Désormais, en ce qui concerne certaines molécules, la réglementation impose aussi d’utiliser des buses à limitation de dérive. « C’est notamment le cas pour les spécialités à base de prosulfocarbe depuis fin 2017 », a rappelé en novembre Anne-Monique Bodilis, ingénieure à l’Institut Arvalis, en Pays de la Loire.

Par conséquent, si ce type de matériel limite effectivement la dérive des spécialités employées de 60 à 75 %, on peut légitimement se questionner sur son efficacité. En effet, les buses à injection d’air augmentent la taille des gouttelettes, et leur répartition est moins homogène qu’avec des buses à fente classique.

« Tant que le volume de bouillie est suffisant, elles donnent des résultats équivalents », a constaté Arvalis à l’issue de ses essais. Toutefois, en fonction des types de produits utilisés, les résultats diffèrent légèrement. Notamment, avec du glyphosate, les tests ont démontré que quel que soit le type de buses adopté, leur performance est certaine, cependant, les effets sont meilleurs si on diminue le volume de bouillie.

Produits de contact

Inversement, avec les fongicides appliqués sur épi contre fusariose, il faut un volume minimum de 150 l/ha, et le modèle du matériel n’a pas d’importance. Quant aux herbicides racinaires, ils restent sensibles aux caractéristiques du sol, et pas au volume de bouillie ni au type de buse.

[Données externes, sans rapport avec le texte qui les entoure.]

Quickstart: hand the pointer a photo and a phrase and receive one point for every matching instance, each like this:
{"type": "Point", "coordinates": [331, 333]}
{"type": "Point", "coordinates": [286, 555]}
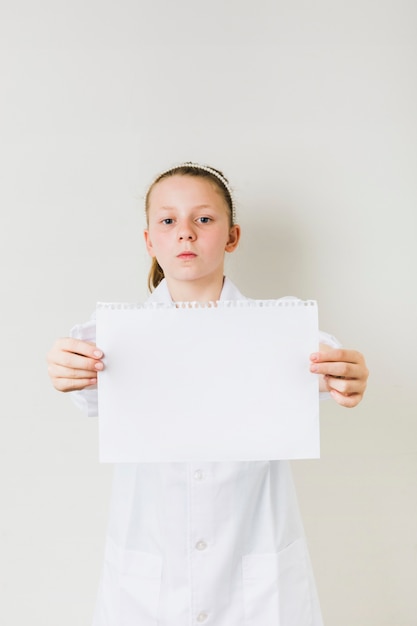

Il n’y a pas eu d’effet notable à propos des sulfonylurées à action antigraminées (type Archipel WG ou Alister) comme des fongicides systémiques sur feuille (metconazole, par exemple). « Mais pour les herbicides de contact, Emblem sur maïs par exemple, l’injection d’air est significativement moins efficiente que la fente classique à bas volume seulement », ajoute Arvalis.